A plot upon a plot

After my day retreat with WOC Azadi I came home with a date in the diary to play.

I’d set it up with Theresa Easton to go play with her letterpress printing gear again. I didn’t have so much as a plan as I did have a word: PLOT.

I rocked up with a number of different subtracts to play with and just wanted to explore what I mean when I use the word, PLOT.

We set up the printing plate with the word PLOT repeated in different type fonts. We arranged them into a neat A5 sized piece and then let the inking commence.

I played with different coloured inks, directions of papers, different papers and got myself into a meditative rhythm.

It was so much fun and I’m so grateful to Theresa to allowing me to play in her studio for free.

It was good to catch up too and chew the fat.

More. I want more play like this.

Plotting is about questioning the scripts

“Plotting, like learning, is about “invention and re-invention…the restless, impatient, continuing, hopeful inquiry human beings pursue in the world, with the world, and with each other,” says Brazilian educator Paulo Freire. Your plot, too, doesn’t have to mean committing to only one thing. Whether digging deep or sowing seeds far and wide, plotting is about questioning the scripts you’ve been handed and scheming with others to do and be otherwise for the collective good of all.”

— Ruha Benjamin, Viral Justice: How We Grow the World We Want (2022), pg. 23-24

The Plot of Our Repair

I had the pleasure of gathering with the WOC Azadi again in Sheffield today.

We gathered to share ideas around how to plot/plotting our healings, our liberation together.

Visual journaling was on hand to capture our thoughts, feelings, plans and plots.

It was such a nurturing and nourishing space in nature. It was a gathering of hope and aspirations.

It was an honour to be part of the day retreat. Ideas for The Plot of Our Repair came about from a reading is Saidiya Hartman’s essay , The Plot of her Undoing (2020).

The plot of her undoing begins with his dominion. It begins in the fifteenth century with a papal bull, with a philosopher at his desk, pen in hand, as he sorts the world into categories of genus and species. It begins with a bill of sale, with a story in the newspaper that enumerates her crimes, with a note appended to the file: she answers questions easily, but appears stupid; it begins with a wanted poster that reduces the history of her life to a single word-condemned.

And then towards the end of this essay there is a switch. A turn to explore how we can undoing the plot of her undoing. How we can move against the forces aiming to ruin/ control/ oppress the black/brown woman.

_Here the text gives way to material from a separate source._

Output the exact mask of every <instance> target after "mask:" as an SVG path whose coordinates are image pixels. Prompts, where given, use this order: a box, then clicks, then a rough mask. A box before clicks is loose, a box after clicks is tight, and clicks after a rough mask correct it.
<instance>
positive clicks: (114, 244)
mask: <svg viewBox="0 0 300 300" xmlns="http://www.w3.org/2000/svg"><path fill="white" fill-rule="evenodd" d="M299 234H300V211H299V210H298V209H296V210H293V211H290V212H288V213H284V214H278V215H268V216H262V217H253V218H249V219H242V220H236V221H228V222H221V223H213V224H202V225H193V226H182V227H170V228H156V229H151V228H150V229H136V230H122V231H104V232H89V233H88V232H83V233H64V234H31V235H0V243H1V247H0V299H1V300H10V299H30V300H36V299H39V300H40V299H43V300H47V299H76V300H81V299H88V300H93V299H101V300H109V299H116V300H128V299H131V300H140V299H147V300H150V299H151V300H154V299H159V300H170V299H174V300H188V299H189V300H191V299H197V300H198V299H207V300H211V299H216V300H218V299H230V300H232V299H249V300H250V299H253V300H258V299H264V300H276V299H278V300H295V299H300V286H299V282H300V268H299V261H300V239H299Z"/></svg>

The undoing of the plot proceeds by stealth. It is almost never recognized as anything at all and certainly never as significant.

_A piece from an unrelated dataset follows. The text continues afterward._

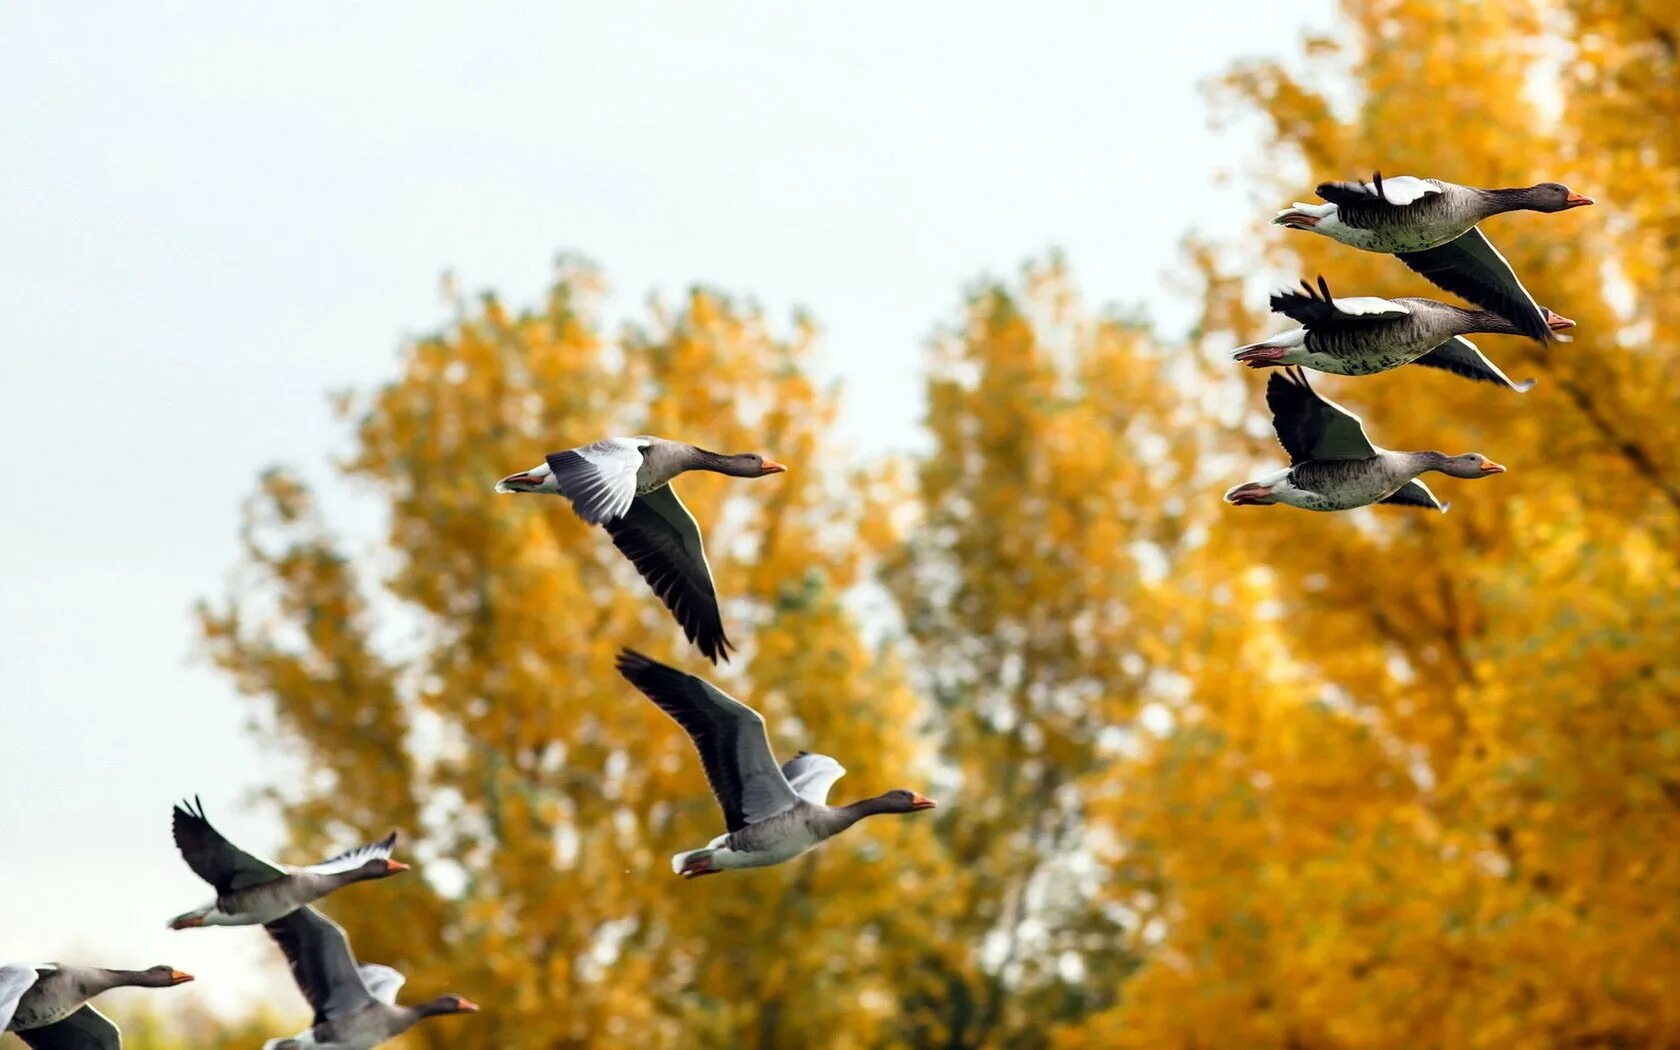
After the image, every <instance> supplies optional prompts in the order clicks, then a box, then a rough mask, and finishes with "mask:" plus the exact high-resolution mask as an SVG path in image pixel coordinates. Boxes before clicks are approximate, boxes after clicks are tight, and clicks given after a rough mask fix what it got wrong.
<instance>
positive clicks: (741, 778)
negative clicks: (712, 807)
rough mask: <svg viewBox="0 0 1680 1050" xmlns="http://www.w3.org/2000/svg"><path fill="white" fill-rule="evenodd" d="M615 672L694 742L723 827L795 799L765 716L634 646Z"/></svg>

It begins with the earth under her feet. It begins with all of them gathered at the river and ready to strike, with all of them assembled in the squatter city, with all of them getting ready to be free in the clearing.

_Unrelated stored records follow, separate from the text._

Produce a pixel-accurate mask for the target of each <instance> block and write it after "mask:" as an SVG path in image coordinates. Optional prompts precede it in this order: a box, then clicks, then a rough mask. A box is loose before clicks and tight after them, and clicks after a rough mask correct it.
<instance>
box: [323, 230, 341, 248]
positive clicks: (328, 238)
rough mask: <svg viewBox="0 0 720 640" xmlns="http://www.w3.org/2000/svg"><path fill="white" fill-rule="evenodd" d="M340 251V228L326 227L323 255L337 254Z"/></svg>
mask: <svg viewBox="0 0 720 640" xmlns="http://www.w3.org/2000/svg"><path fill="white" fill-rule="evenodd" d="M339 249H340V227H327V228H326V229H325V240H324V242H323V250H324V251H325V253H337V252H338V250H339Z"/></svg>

The undoing of the plot begins with her runaway tongue, with her outstretched hands, with songs shared across the unfree territory and the occupied lands, with the pledges of love that propel struggle, with the vision that this bitter earth may not be what it seems.

The undoing of the plot, the plot developing towards our repair was started before us. We stand on the shoulders of our ancestors. We continue this journey, this plotting together. Today makes me feel that we have already won.

Beauty in the wayward

It is hard to explain what’s beautiful about a rather ordinary colored girl, a face difficult to discern in the crowd, an average chorine not destined to be a star or even the heroine of a feminist plot. In some regard, it is to recognize the obvious that is reluctantly ceded: the beauty of the black ordinary, the beauty that resides in and animates the determination to live ­ free. Beauty is not a luxury; it is a way of creating possibility in the space of enclosure, a radical art of subsistence, a transfiguration of the given. Only the wayward appreciated this girl’s riotous conduct and wild habits—­ her longing to create a life from nothing. Only they could discern the beautiful plot against the plantation that she waged each and ­ every day.